In this special issue, we aim to present reasonably easy-to-follow technical explanations of the ingenious ideas behind Montgomery procedures, and to demonstrate best practices in implementing Montgomery algorithms and arithmetic in hardware and software platforms. This issue consists of six contributions written by researchers whose areas of expertise include some of the most relevant aspects of Peter Montgomery’s prolific opus.

In the first paper, Jean-Claude Bajard, Julien Eynard, and Nabil Merkiche present a comprehensive overview of the use of Montgomery modular reduction in the context of residue number system (RNS) arithmetic. RNS arithmetic has enjoyed an increasing importance in efficient implementation of several public-key cryptosystems, including RSA, elliptic-curve-based, and pairing-based cryptography, and even in emerging schemes, such as quantum-resistant lattice-based cryptography.

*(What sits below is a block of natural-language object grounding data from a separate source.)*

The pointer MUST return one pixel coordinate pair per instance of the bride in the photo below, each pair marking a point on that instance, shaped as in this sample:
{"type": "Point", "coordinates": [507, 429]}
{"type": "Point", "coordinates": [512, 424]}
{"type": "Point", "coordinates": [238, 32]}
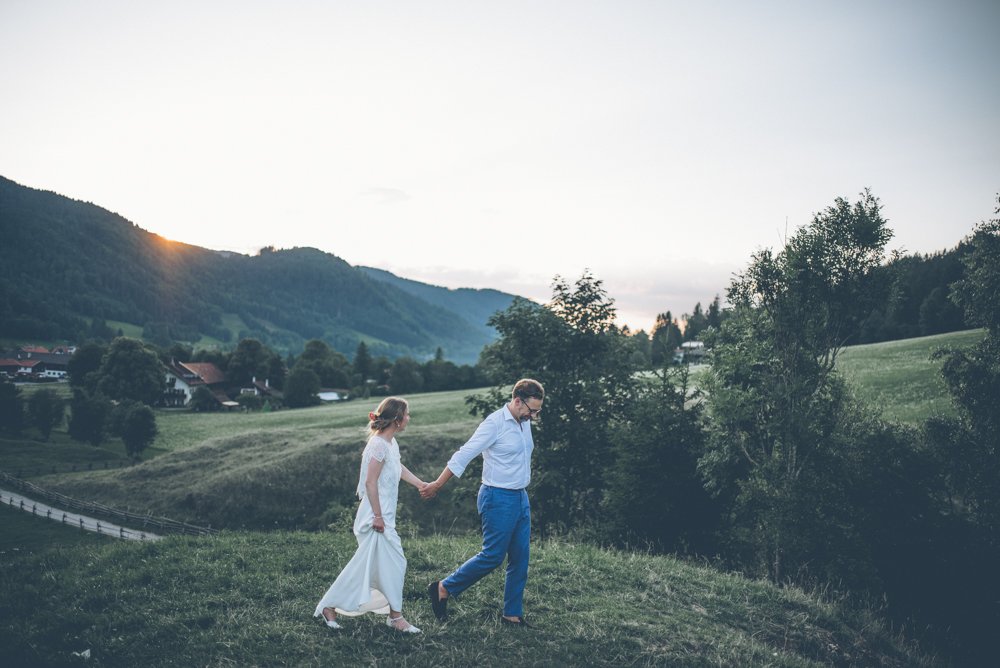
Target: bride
{"type": "Point", "coordinates": [372, 581]}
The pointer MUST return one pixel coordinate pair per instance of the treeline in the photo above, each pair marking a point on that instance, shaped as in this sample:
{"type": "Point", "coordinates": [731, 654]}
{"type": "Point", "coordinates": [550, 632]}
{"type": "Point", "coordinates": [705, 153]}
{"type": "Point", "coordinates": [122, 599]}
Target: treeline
{"type": "Point", "coordinates": [776, 470]}
{"type": "Point", "coordinates": [115, 385]}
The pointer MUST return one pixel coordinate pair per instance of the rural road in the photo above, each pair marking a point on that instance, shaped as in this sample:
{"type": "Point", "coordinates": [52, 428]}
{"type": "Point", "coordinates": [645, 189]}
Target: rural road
{"type": "Point", "coordinates": [105, 528]}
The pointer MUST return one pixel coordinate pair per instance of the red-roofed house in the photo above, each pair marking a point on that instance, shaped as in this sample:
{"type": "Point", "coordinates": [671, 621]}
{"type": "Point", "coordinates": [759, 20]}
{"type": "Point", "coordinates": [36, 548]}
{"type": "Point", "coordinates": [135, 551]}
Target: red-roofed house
{"type": "Point", "coordinates": [183, 378]}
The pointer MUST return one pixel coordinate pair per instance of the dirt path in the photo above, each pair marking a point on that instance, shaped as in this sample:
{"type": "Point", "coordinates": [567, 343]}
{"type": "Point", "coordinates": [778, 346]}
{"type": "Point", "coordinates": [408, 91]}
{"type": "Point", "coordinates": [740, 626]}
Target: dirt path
{"type": "Point", "coordinates": [103, 527]}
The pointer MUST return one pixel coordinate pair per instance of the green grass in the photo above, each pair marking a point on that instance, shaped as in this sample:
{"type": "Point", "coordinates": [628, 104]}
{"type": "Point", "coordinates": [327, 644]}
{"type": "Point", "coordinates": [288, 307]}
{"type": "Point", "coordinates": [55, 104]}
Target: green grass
{"type": "Point", "coordinates": [27, 457]}
{"type": "Point", "coordinates": [247, 599]}
{"type": "Point", "coordinates": [128, 329]}
{"type": "Point", "coordinates": [900, 378]}
{"type": "Point", "coordinates": [282, 470]}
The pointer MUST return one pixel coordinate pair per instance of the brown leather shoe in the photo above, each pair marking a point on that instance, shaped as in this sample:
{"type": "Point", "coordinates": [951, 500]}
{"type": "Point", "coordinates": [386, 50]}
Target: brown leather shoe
{"type": "Point", "coordinates": [438, 605]}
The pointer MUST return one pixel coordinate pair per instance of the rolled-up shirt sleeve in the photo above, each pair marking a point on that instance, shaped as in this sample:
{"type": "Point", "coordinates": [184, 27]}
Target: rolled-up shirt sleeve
{"type": "Point", "coordinates": [485, 435]}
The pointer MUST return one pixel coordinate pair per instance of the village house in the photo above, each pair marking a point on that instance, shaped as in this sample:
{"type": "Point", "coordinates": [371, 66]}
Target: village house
{"type": "Point", "coordinates": [183, 378]}
{"type": "Point", "coordinates": [261, 389]}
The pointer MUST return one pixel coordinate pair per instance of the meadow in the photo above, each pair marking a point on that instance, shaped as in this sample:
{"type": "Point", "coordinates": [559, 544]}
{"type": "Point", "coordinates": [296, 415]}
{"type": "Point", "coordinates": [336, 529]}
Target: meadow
{"type": "Point", "coordinates": [900, 379]}
{"type": "Point", "coordinates": [247, 598]}
{"type": "Point", "coordinates": [281, 484]}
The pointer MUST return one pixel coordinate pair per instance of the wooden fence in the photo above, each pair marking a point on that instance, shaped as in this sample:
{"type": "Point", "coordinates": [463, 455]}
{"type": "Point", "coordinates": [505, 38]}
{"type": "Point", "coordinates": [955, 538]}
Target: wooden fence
{"type": "Point", "coordinates": [72, 519]}
{"type": "Point", "coordinates": [136, 521]}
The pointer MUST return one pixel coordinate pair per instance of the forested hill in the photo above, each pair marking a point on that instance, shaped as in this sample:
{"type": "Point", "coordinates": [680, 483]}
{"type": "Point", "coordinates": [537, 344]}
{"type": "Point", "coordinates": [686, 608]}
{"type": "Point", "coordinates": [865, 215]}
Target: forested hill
{"type": "Point", "coordinates": [476, 306]}
{"type": "Point", "coordinates": [66, 263]}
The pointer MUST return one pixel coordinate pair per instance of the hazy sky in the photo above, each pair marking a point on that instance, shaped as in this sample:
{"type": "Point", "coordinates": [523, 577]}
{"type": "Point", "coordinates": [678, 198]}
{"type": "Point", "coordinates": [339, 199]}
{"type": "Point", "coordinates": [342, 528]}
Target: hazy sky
{"type": "Point", "coordinates": [498, 144]}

In all of these applications, the combination of RNS arithmetic with Montgomery reduction becomes crucial for achieving high performance.

In the second paper of this issue, Erkay Savaş and Çetin Kaya Koç outline alternative algorithms for performing the Montgomery inversion operation and give several insightful details on the practical efficiency of each algorithm. This work is especially useful when modular inversion is needed in applications such as elliptic curve cryptography where at least one modular inversion is executed.

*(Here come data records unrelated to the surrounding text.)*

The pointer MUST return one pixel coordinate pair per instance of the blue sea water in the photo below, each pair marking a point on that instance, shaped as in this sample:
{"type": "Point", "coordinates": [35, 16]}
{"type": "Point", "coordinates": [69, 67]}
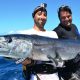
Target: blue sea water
{"type": "Point", "coordinates": [9, 70]}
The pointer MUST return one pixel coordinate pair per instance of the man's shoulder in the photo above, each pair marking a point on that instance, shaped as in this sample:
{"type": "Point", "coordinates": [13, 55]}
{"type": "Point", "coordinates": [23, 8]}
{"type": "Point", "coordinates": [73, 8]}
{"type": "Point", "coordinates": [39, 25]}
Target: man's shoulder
{"type": "Point", "coordinates": [28, 31]}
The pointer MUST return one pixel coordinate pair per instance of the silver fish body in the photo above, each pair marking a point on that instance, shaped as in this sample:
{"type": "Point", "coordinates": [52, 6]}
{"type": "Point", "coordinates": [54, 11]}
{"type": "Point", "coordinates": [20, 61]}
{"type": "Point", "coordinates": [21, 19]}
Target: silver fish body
{"type": "Point", "coordinates": [38, 47]}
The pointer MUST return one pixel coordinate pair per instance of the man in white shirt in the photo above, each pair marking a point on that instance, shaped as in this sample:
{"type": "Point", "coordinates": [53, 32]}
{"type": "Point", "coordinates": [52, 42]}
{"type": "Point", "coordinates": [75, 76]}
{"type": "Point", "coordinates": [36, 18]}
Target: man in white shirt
{"type": "Point", "coordinates": [40, 18]}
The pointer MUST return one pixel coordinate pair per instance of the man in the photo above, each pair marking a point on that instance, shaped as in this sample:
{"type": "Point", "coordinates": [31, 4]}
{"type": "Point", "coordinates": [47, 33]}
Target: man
{"type": "Point", "coordinates": [67, 30]}
{"type": "Point", "coordinates": [39, 70]}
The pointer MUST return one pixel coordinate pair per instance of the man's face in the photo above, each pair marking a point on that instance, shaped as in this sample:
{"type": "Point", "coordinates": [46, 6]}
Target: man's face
{"type": "Point", "coordinates": [40, 18]}
{"type": "Point", "coordinates": [65, 18]}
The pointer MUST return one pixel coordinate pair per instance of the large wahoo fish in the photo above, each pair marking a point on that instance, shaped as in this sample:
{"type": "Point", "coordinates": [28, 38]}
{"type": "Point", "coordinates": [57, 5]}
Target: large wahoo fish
{"type": "Point", "coordinates": [22, 46]}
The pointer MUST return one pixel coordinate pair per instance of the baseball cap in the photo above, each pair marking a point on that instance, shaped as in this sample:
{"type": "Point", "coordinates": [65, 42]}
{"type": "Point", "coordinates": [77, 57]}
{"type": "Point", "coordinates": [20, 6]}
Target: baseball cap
{"type": "Point", "coordinates": [42, 7]}
{"type": "Point", "coordinates": [64, 8]}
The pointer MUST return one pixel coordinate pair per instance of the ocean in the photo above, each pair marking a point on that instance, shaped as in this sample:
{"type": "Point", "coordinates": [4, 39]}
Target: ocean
{"type": "Point", "coordinates": [9, 70]}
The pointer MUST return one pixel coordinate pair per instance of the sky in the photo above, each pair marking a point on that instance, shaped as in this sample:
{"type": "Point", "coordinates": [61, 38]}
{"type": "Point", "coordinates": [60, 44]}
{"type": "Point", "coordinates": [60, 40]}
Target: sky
{"type": "Point", "coordinates": [16, 15]}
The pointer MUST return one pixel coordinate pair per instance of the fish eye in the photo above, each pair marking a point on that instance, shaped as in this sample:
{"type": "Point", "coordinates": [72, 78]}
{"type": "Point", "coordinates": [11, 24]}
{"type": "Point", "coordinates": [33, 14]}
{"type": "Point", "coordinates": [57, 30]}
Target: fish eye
{"type": "Point", "coordinates": [8, 39]}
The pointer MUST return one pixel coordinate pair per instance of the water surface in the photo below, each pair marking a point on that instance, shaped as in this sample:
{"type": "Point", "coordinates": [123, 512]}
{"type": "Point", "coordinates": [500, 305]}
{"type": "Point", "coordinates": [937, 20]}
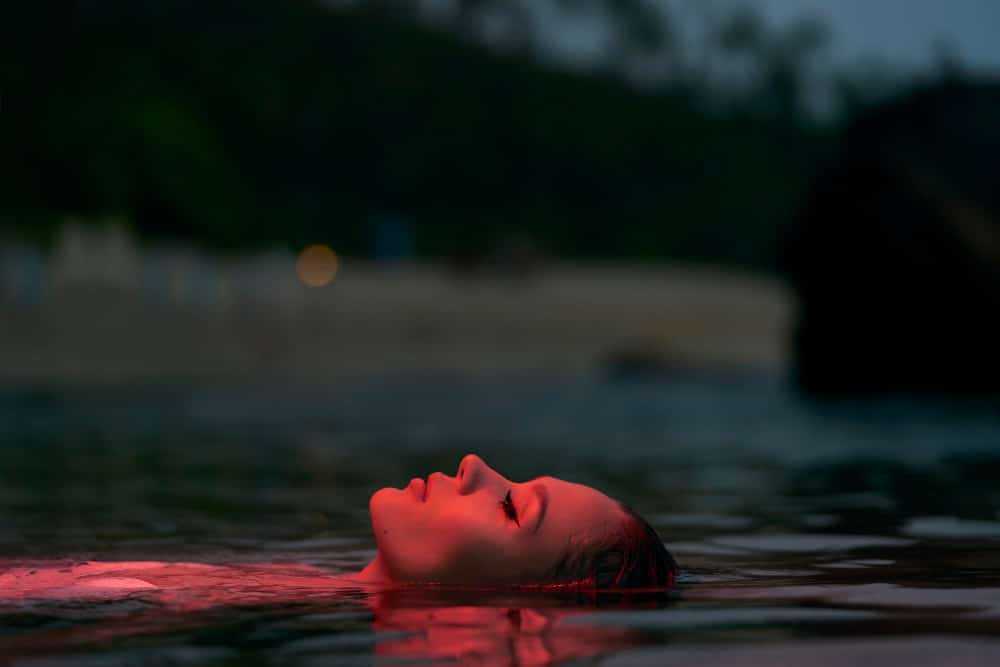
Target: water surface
{"type": "Point", "coordinates": [822, 533]}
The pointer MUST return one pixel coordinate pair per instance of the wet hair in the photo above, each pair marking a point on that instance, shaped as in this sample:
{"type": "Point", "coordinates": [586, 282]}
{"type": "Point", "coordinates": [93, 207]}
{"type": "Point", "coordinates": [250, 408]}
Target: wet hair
{"type": "Point", "coordinates": [631, 555]}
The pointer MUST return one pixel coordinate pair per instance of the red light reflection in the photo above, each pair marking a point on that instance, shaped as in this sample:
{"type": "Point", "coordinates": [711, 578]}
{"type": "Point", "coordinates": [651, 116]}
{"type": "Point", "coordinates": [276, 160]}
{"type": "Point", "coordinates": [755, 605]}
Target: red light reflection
{"type": "Point", "coordinates": [472, 627]}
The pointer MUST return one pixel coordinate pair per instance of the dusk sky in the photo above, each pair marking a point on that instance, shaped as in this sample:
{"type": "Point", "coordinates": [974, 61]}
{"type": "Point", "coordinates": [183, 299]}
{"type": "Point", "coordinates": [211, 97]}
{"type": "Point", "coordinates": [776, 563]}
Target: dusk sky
{"type": "Point", "coordinates": [903, 31]}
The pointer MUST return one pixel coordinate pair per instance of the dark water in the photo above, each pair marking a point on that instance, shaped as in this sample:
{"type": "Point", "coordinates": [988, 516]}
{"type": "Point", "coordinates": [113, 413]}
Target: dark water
{"type": "Point", "coordinates": [843, 533]}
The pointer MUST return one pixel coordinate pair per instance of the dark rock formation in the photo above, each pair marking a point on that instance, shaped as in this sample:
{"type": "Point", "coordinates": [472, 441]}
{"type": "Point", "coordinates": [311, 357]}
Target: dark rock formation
{"type": "Point", "coordinates": [895, 254]}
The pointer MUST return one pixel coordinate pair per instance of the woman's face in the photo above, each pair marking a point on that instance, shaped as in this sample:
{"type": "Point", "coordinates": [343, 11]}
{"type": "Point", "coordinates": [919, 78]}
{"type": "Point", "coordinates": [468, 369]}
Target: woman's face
{"type": "Point", "coordinates": [462, 530]}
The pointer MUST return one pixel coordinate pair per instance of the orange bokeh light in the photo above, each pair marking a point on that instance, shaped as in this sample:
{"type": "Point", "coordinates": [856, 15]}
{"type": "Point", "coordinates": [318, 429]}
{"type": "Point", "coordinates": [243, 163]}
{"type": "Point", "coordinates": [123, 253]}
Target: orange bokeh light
{"type": "Point", "coordinates": [316, 265]}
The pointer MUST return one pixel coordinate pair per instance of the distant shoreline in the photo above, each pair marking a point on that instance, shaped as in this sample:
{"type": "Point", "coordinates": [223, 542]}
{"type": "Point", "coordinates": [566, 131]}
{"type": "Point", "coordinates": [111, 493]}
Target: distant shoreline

In the third paper, Wangchen Dai and Ray C. C. Cheung present a tutorial on spectral arithmetic using Montgomery modular multiplication. Adopting signal processing terminology, while a multiplication operation can be considered an expensive convolution operation in the so-called time domain, in the spectral domain it consists only of simpler component-wise multiplications. From the implementation point of view, this leads to simple modular designs that take advantage of a high level of parallelism in spectral arithmetic. Nevertheless, there remain numerous implementation challenges, such as implementing the fast Fourier transformation (FFT) and the modular reduction operation. Dai and Cheung discuss design issues in detail and provide strategies such as parameter selection criteria to obtain the maximum benefit from the spectral-based Montgomery modular multiplication operation.

In the fourth paper, Craig Costello and Benjamin Smith present a comprehensive tutorial on the Montgomery ladder for large characteristic fields, explaining the main mathematical and algorithmic ideas introduced in his seminal paper [2]. The authors also discuss at length the many ladder variants that have been proposed over the years.

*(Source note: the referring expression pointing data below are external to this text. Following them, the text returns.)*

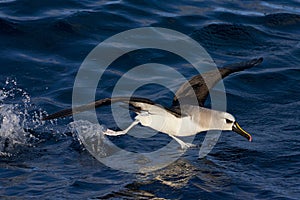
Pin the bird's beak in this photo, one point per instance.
(236, 128)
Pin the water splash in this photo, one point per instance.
(16, 118)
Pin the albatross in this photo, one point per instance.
(183, 117)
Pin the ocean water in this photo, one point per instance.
(43, 44)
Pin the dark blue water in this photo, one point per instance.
(43, 44)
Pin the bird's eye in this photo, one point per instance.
(228, 121)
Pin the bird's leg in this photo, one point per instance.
(183, 144)
(123, 132)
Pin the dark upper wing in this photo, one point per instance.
(103, 102)
(200, 84)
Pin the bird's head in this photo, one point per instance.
(229, 123)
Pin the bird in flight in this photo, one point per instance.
(185, 117)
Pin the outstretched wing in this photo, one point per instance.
(200, 84)
(107, 101)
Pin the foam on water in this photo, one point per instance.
(15, 119)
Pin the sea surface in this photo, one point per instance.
(42, 46)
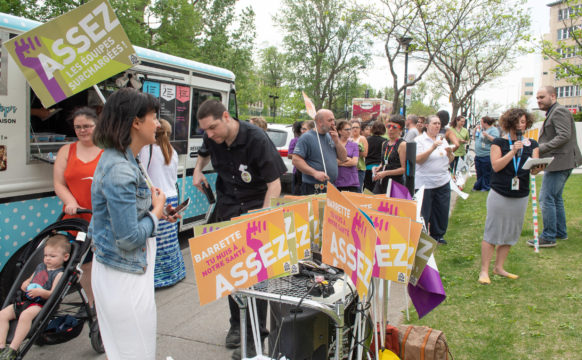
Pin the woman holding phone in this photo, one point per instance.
(126, 212)
(161, 163)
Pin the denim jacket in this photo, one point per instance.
(121, 221)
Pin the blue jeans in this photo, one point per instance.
(483, 169)
(552, 204)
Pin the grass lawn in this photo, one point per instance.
(538, 316)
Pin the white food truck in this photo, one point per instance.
(28, 143)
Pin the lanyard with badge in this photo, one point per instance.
(515, 180)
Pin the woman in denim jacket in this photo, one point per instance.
(125, 217)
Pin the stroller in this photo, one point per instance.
(67, 309)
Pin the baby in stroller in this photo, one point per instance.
(35, 291)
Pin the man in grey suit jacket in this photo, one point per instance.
(558, 139)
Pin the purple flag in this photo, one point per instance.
(429, 291)
(399, 191)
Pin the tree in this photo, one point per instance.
(423, 24)
(569, 49)
(272, 74)
(325, 46)
(424, 100)
(478, 50)
(201, 30)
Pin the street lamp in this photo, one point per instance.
(347, 113)
(274, 97)
(405, 41)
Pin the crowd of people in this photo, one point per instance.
(127, 154)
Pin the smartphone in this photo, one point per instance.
(178, 209)
(209, 194)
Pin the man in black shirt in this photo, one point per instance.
(249, 170)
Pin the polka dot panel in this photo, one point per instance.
(22, 221)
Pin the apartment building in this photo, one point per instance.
(563, 19)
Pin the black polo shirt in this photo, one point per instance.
(244, 168)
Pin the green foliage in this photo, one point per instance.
(325, 45)
(16, 7)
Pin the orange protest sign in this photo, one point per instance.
(391, 206)
(296, 226)
(348, 240)
(392, 246)
(240, 255)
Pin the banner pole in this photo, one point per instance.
(534, 207)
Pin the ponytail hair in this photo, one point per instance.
(163, 140)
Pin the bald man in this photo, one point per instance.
(558, 139)
(308, 156)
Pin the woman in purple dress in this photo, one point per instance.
(347, 176)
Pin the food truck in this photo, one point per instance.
(29, 142)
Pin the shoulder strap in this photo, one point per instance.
(150, 159)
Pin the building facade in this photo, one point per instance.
(564, 19)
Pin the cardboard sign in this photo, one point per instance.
(391, 206)
(315, 216)
(73, 52)
(348, 240)
(240, 255)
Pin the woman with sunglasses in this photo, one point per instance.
(393, 156)
(72, 177)
(299, 127)
(347, 177)
(360, 139)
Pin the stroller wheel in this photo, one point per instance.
(95, 336)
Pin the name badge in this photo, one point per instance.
(515, 183)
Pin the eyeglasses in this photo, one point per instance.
(83, 127)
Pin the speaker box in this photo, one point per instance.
(304, 333)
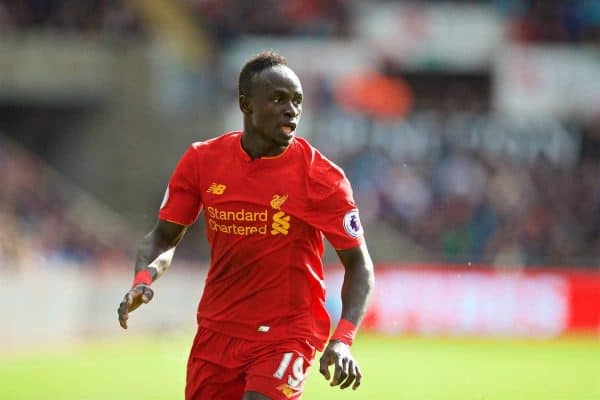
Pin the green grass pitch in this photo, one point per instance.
(394, 368)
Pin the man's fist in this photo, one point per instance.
(133, 299)
(346, 368)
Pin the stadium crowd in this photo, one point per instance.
(462, 205)
(111, 17)
(466, 205)
(36, 227)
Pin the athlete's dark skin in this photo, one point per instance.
(274, 103)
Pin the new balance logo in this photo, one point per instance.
(216, 188)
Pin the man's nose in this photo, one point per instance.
(291, 110)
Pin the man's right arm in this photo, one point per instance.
(153, 259)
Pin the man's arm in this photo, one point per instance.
(154, 256)
(356, 289)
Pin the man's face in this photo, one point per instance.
(275, 102)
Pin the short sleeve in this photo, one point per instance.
(333, 210)
(182, 202)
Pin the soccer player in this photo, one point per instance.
(269, 197)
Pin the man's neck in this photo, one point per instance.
(256, 147)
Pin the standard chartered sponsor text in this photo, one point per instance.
(220, 220)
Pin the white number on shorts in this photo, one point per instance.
(297, 375)
(285, 361)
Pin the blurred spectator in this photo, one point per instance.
(34, 222)
(113, 17)
(228, 19)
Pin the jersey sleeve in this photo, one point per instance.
(182, 202)
(333, 210)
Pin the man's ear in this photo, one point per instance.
(245, 105)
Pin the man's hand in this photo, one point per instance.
(132, 300)
(346, 368)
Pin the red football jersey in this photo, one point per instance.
(265, 220)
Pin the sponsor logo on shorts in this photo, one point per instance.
(352, 224)
(286, 389)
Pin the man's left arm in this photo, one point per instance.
(356, 289)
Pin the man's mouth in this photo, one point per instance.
(288, 128)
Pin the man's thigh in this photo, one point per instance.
(206, 380)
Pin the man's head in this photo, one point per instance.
(270, 97)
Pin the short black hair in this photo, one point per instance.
(254, 66)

In the fifth paper, Thomaz Oliveira, Julio López, and Francisco Rodríguez-Henríquez present a comprehensive tutorial devoted to the Montgomery ladder operating on elliptic curves defined over binary extension fields. The authors report on a software implementation that achieves speed records for the scalar multiplication operation using ladder procedures in the variable-point scenario.

Finally, in the sixth paper of this issue, Murat Cenk presents a comprehensive survey of the Karatsuba-like formulas and related techniques that provide the most compact formulas for multi-word multiplication computations. The author starts by reviewing Peter Montgomery’s seminal ideas on this subject and then presents several important extensions of this line of research, including the use of techniques that crucially rely on the Chinese remainder theorem.

We hope that the collection of articles included in this special issue will give the reader a taste of the influence on high-performance cryptographic implementations that Montgomery’s ideas have had during the more than thirty years since the publication of many of his seminal research articles. We also hope that this special issue will be a humble tribute to Peter Montgomery’s wonderful research achievements on the occasion of his 70th birthday.